Por exemplo, nosso aplicativo foi feito in house. É nosso. O médico pode consultar para ver a minha criticidade de saúde, ele vê tudo do meu programa.
Estamos trabalhando em um produto chamado Core, também criado pela gente. Vai nos ajudar a fazer todo o gerenciamento, porque no sistema de home care você não pode simplesmente executar situações sem uma autorização. Então, você precisa também de machine learning, de um sistema que vai aprendendo o que precisa de autorização e o que não precisa. Ele também vai entender o que é urgente e o que não é urgente pela indicação do paciente.
8 – Empresa tech à vista
Essa empresa tech, que não colocamos ainda o nome, vamos preparar a plataforma, em espanhol e inglês. Porque a gente acredita que alguns países vizinhos, como o Chile, estão muito envolvidos com a questão da assistência domiciliar. A gente vê que tem essa oportunidade, o envelhecimento populacional. Ele é muito forte no mundo inteiro. As pessoas vão precisar de mais cuidados, de saúde primária, de teleconsulta. E a gente está preparado para tudo isso.

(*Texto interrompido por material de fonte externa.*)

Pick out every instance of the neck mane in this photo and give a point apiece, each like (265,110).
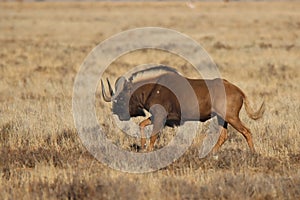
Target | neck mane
(149,73)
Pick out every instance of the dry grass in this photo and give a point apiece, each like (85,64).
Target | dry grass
(256,46)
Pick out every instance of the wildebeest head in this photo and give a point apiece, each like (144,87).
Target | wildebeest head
(120,98)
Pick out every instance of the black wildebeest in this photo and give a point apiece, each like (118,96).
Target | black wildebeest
(142,92)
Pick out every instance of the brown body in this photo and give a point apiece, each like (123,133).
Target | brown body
(215,97)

A gente está fazendo uma auditoria de tudo o que pensou para fazer essa empresa tech e que pode ser ofertado para alguém que tem outras dores. Queremos fazer esse produto modulado. Porque, se você tiver uma dor, num determinado setor, seja distribuição, seja na hora do cuidado, pode pegar uma parte do módulo. E aí a gente vai usar software house, desenvolvedores internos e outras empresas. Vamos somar esforços. A gente está pensando muito nisso.
9 – LGPD na área de saúde
A gente já tem consultoria também para trabalhar dentro da LGPD, que é um grande desafio para a área da saúde, pelos diversos atores que atuam dentro do mesmo caso. A gente precisa compartilhar informações entre as equipes multidisciplinares, entre médicos, enfermeiros, fisioterapeutas e nutricionistas. Precisa haver uma convergência.
Tudo isso já está sendo feito dentro de uma plataforma, onde teremos segurança dos dados e autorização do paciente. Onde a gente possa tratar o caso do paciente com mais cuidado e de uma forma que essa discussão possa existir de uma maneira também virtual.
10 – Mulheres líderes
A mulher, quando tem cargo de liderança, é mais sacrificada. Porque os filhos, as esposas, compreendem que o pai, o marido, está muito ocupado. Mas quando a mãe está muito ocupada, isso é muito mais cobrado. A mulher precisa se fortalecer internamente para entender que será mais cobrada, que tem que segurar essa carga, mas que tem essa possibilidade de fazer. Porque hoje a gente encontra mulheres incríveis, liderando coisas incríveis.
Eu tenho uma liderança da empresa muito forte feminina. Praticamente, todo mundo que está me apoiando é mulhere. A gente tem poucos homens. A empresa tem 20% de homens e 80% de mulheres.
Comecei o negócio com três sócios, eu era a quarta. Três desistiram, porque o negócio é realmente bem puxado e requer muita dedicação. Então, acho que é uma decisão pessoal. A gente não precisa criar cotas. Não precisa dizer que a mulher precisa ter essa posição. Ela vai alcançando dia a dia essa transformação.